Louisiana State University Student Divestment Bill Takes Aim at Israeli Academic Partners
by Dion J. Pierre

Louisiana State University in Baton Rouge, Louisiana. Photo: Davidpinter / Wikimedia Commons
The student government of Louisiana State University (LSU) unanimously passed a divestment bill during its final session of the year that singled out several of the school’s Israeli academic partners, a campus newspaper reported on Monday.
The resolution — approved with 36 votes in favor, none against, and ten abstentions, out of a senate roster of 78 students — called on LSU to “divest its stocks, funds, and endowments from companies and institutions that profit from or engage in human rights violations in US prisons, at the US Mexico Border, in Occupied Palestine, and environmentally.”
The measure specifically named only Israeli institutions — including Haifa University, Tel Aviv University, the Israeli Institute of Technology, and the Geological Survey of Israel, as specific targets — The Daily Reveille noted. All are partners of the LSU’s College of Engineering through the US-Israel Energy Center, a $27 million research program led by the US Department of Energy and the Israeli Ministry of Energy.
An author of the resolution — which was initiated by school’s Students for Justice in Palestine chapter and the group Cooperation Rouge — told the campus paper that it was inspired by the boycott, divestment, sanctions (BDS) movement against Israel, and subsequently broadened to draw wider appeal.
“We first thought of how we can incorporate and support an effort to divest, which is a common strategy by oppressed groups,” the author told the Reveille. “A lot of people don’t have a connection specifically to Palestine and a lot of people want something that in some way incorporates them.”
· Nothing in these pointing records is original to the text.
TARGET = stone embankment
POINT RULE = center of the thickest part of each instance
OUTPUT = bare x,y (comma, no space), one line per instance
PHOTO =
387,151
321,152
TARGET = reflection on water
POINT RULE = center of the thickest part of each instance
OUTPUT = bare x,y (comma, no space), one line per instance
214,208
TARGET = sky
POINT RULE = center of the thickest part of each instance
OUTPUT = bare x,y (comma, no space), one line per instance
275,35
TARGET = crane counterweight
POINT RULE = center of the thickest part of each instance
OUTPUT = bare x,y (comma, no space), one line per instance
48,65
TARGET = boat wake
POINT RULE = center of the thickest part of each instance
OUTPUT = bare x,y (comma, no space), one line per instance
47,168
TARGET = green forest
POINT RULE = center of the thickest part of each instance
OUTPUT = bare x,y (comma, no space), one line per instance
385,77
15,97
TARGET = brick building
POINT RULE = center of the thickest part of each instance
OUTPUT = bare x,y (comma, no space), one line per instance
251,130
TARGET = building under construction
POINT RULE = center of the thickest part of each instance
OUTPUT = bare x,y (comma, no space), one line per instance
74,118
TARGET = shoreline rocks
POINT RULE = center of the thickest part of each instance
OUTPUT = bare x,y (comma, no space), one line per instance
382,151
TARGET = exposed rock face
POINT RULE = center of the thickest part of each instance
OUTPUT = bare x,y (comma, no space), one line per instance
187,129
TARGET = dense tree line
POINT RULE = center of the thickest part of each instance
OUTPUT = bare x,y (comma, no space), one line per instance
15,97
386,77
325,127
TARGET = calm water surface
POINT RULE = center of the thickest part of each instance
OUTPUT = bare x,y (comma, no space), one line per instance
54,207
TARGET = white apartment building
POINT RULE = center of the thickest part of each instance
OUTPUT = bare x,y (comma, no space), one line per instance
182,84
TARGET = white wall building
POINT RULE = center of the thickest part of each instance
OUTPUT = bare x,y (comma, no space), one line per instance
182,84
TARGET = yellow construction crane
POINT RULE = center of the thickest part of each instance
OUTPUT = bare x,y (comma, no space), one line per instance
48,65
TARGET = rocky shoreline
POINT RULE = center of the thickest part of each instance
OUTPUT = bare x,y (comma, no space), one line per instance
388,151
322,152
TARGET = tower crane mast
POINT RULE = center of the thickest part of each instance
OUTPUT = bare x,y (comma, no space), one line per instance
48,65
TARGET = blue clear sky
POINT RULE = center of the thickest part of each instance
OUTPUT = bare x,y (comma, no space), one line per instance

The BDS campaign opposes Zionism and rejects Israel’s right to exist as a Jewish state, seeking to isolate the country with economic, political, academic and cultural boycotts.
On Tuesday, LSU Tigers for Israel (TFI), a pro-Israel group on campus, told The Algemeiner that the student government “elected to exclude the minute Jewish population from its radar, through this disgusting bill.”
“As one of the smallest minorities on campus, the student government neglects us, and we are never included in their push for ‘diversity and cultural inclusivity,'” said TFI President Claire Neal.
“The student body did not receive meeting minutes published for the sessions that discuss these bills, the arguments, and counterarguments, and why they passed with little actual research,” she added. “How does this represent the students of LSU if we do not even know this is happening?”
Louisiana State University did not respond to The Algemeiner’s request for comment.